Here, a cylinder is a shape whose length is longer than a diameter. In the present invention, a plurality of grooves 101a may be formed on the sidewall of the through hole 521, and a plurality of grooves 101a may form a corrugation shape on the sidewall of the through hole 521. . In this case, the plurality of grooves 101a may include a straight pattern, a curved pattern, a mixed pattern of straight and curved patterns, a polygonal pattern, a grid pattern, a dot pattern, a rhombus pattern, a parallelogram pattern, a mesh pattern, and a stripe. The pattern, the cross pattern, the radial pattern, the circular pattern, and a plurality of patterns among the patterns may be formed in at least one pattern shape.

In addition, the cylinder is made of a porous membrane formed by accumulation of nanofibers in which the ion exchange solution is electrospun.

In addition, in the form of assembling another filter module, as shown in FIG. 7C, a structure in which a porous ion exchange membrane is laminated with a nonwoven fabric, a polymer nanofiber web, or both thereof, or a porous ion exchange membrane is spiraled. It can be wound and assembled. That is, the filter module 530 is assembled in a spiral winding type.

In the above, the present invention has been illustrated and described with reference to specific preferred embodiments, but the present invention is not limited to the above-described embodiments, and the present invention is not limited to the spirit of the present invention. Various changes and modifications will be possible by those who have the same.

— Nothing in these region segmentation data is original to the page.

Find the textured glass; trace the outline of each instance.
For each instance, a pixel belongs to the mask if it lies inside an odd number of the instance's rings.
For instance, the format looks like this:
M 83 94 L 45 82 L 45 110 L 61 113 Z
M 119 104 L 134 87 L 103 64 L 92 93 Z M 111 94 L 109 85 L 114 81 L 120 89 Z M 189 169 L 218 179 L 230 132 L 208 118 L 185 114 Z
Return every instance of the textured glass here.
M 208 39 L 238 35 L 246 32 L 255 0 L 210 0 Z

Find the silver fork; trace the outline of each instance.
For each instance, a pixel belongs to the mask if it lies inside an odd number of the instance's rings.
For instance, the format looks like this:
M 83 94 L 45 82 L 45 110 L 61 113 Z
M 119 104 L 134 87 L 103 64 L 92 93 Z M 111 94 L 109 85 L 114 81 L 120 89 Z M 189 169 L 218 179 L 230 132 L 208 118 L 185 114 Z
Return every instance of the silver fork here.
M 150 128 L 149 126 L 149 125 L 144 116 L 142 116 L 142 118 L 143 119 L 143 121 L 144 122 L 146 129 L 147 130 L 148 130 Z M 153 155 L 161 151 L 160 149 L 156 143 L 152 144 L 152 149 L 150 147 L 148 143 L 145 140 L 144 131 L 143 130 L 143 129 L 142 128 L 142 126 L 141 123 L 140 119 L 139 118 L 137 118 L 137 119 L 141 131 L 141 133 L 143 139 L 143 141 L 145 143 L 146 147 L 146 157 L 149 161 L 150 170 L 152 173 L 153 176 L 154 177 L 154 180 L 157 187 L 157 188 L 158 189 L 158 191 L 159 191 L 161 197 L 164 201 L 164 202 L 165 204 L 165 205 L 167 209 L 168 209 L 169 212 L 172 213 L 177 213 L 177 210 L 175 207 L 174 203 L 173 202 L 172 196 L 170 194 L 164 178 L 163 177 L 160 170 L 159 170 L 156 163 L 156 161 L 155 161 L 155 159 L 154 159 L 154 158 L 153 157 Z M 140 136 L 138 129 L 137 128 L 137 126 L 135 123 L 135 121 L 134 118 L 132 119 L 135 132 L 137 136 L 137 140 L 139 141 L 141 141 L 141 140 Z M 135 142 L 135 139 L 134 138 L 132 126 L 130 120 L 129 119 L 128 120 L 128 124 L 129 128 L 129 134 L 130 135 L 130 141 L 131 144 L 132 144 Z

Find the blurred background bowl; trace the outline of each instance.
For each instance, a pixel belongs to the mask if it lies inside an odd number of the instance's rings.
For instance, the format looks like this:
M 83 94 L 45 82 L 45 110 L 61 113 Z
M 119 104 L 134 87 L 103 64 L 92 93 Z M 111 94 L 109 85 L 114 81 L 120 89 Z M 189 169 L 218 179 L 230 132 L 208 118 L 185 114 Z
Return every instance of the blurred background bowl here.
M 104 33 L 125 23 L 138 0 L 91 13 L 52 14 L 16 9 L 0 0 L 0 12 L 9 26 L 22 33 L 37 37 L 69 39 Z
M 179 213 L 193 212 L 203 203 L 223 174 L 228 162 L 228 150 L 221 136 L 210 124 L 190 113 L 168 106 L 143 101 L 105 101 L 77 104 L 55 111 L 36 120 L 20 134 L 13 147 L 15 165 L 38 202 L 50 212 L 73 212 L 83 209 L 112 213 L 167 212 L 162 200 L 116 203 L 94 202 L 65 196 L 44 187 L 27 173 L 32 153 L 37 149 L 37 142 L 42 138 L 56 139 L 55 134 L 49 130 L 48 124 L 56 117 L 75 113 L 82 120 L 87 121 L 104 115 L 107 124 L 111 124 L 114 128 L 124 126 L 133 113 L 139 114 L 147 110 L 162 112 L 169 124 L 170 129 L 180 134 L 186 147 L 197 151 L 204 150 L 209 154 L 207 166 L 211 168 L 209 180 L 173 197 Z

The present invention accumulates nanofibers of the ion exchange material radiated by electrospinning the ion exchange solution to perform surface filtration consisting of nanofibers and deep filtration in the inner layer, and treated with ion exchange material of nanofibers It is possible to provide an ion exchange membrane capable of filtering certain ions of chemical substances contained in.

Claims

An ion exchange membrane, which is a porous membrane formed by accumulating nanofibers in which an ion exchange solution is electrospun, or an inorganic pore membrane formed by accumulating droplets in which an ion exchange solution is electrosprayed.
The ion exchange membrane of claim 1, wherein the ion exchange solution comprises an anion exchanger or a cation exchanger.
The method of claim 1, wherein the porous membrane,

An ion exchange membrane has a plurality of fine pores formed between the nanofibers.
The method of claim 1, wherein the porous membrane or the non-porous membrane,

Ion exchange membranes laminated with nonwovens, polymeric nanofiber webs, or both.
The method of claim 1, wherein the porous membrane or the non-porous membrane,

An ion exchange membrane interposed between a first polymer nanofiber web and a second polymer nanofiber web.
It consists of a porous membrane formed by accumulating nanofibers in which the ion exchange solution is electrospun, and has a through-hole formed therein, and has a pleat formed with wrinkles on the sidewall of the through-hole and the outer circumferential surface of the cylinder. Implemented filter module.
The filter module of claim 6, wherein a plurality of grooves are formed on sidewalls of the through holes, and the pleats are formed on the sidewalls of the through holes by the plurality of grooves.
The method of claim 7, wherein the plurality of grooves include a straight pattern, a curved pattern, a pattern in which straight and curved patterns are mixed, a polygonal pattern, a grid pattern, a dot pattern, a rhombus pattern, a parallelogram pattern, and a mesh pattern. And at least one pattern shape among a stripe pattern, a cross pattern, a radial pattern, a circular pattern, and a pattern in which a plurality of patterns are mixed.
A porous ion exchange membrane formed by accumulating nanofibers in which an ion exchange solution is electrospun is laminated with a nonwoven fabric, a polymer nanofiber web, or both thereof, or the spiral wound wound by spiral wounding of the porous ion exchange membrane. Implemented filter module.